Mount Washington Church Bell

Mount Washington Presbyterian Church
(The Presbyterian Church in the United States)
September 24, 1877 – September 22, 1968

On March 7, 1877, nine women from Mount Washington, Maryland, then a small town outside Baltimore, met with Mrs. J. Harmanus Fisher at her residence and organized a sewing society to work for the establishment of a Presbyterian Church in the area. It is said that the men rather discouraged the movement and that Dr. Baccus of the First Presbyterian Church gave little encouragement when interviewed by Mrs. Fisher. She then called on Rev. Mr. M. V. Murkland, Pastor of Franklin Street Presbyterian Church, from whom she received help and encouragement. Together they soon changed the attitude of the men.

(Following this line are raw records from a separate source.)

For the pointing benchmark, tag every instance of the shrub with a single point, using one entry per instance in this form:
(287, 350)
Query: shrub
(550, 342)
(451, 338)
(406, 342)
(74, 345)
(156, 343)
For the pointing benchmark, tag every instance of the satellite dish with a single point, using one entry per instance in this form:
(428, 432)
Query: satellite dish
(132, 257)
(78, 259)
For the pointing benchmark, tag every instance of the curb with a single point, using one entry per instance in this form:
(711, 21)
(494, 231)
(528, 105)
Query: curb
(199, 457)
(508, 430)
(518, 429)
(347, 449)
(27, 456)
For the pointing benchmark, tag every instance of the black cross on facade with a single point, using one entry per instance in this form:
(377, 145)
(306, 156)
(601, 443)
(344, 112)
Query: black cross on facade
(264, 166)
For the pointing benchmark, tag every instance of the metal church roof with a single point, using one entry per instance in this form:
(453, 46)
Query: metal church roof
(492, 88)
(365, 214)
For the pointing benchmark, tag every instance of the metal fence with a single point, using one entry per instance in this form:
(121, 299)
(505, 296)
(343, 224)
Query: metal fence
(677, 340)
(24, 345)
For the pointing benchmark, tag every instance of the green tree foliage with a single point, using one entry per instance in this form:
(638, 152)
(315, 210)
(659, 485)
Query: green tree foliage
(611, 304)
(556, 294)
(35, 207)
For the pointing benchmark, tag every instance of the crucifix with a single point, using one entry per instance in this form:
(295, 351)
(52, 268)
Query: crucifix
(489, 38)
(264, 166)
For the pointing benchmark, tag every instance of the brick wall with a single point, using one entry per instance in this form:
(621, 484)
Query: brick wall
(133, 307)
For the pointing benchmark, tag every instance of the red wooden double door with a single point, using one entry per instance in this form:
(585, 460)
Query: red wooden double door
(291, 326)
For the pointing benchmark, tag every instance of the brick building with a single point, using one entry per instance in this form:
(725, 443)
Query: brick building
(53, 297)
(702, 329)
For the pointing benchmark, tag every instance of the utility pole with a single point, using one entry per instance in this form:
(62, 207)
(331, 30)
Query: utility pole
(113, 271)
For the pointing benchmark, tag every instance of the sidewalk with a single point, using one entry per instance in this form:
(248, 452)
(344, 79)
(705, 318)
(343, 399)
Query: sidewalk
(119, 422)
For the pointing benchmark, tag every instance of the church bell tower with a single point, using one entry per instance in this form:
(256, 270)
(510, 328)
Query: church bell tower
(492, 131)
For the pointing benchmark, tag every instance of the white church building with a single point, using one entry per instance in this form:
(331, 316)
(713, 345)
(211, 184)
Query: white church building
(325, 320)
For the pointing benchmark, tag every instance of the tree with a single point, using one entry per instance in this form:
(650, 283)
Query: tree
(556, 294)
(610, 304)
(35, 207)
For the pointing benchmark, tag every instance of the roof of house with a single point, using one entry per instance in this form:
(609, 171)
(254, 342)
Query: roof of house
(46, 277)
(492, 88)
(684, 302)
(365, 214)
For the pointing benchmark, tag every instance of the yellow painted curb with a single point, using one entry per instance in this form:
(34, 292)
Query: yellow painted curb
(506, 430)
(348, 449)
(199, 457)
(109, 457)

As a result, a petition was sent to the Fall meeting of Chesapeake Presbytery and a committee of Presbytery consisting of Dr. Murkland, Dr. J. A. Lefevre and Elder John Patterson of Franklin Street Church, organized the Mount Washington Church on the 24th of September, 1877. The first elders, Thomas Dixon and J. Harmanus Fisher, were unanimously elected by the newly formed congregation and solemnly inducted into office by the Rev. Mr. M. V. Murkland. The Rev. Mr. R. L. McMurran was called as pastor at a salary of $600.00 per year, payable quarterly. Services were held at either the Fisher home on South Road or in the Mount Washington Hall.

A lot on Thornbury Road at Smith Avenue was donated by the Thomas Dixons. The main part of the church was occupied in the early summer of 1878. In 1956 the church purchased a camp located on a scenic area of the South River near Annapolis. Renamed Camp Royal this facility provided new areas of ministry and outreach to youth.

Valley Presbyterian Church
(The Presbyterian Church in the United States)
September 22, 1968 – October 14, 1971
October 1971 – May 1975

By the late 1960’s, the congregation, under the leadership of the Rev. Nelson F. Veise, saw the need for expansion. Nearly five acres were purchased at Joppa Road and the Baltimore Beltway in Lutherville. On January 7, 1968, the church again witnessed a groundbreaking and nine months later the building was completed. On September 22, 1968, the Rev. Robert Smoot preached at the dedication for the sanctuary and Sunday school area. With the new location and new building came a new name, Valley Presbyterian Church, yet the preaching and teaching faithful to the Word of God remained the same. Liberal theological trends brought new concerns to the church as the decade of the sixties drew to a close. On October 14, 1971, the congregation took advantage of an option to withdraw from the PCUS denomination and voted to assume independent status.

Valley Presbyterian Church
(The Presbyterian Church in America)
May 1975

Four years later, after considering various Presbyterian denominations, the congregation voted to join the Presbyterian Church in America. In May 1975, the Mid-Atlantic Presbytery voted to receive Valley Church, ending its independent status. Members of the Church felt the need for larger facilities at the present location and approved plans for a more spacious, contemporary sanctuary and for remodeling the present facility. Ground was broken on June 20, 1976, and since then God has blessed His people at Valley.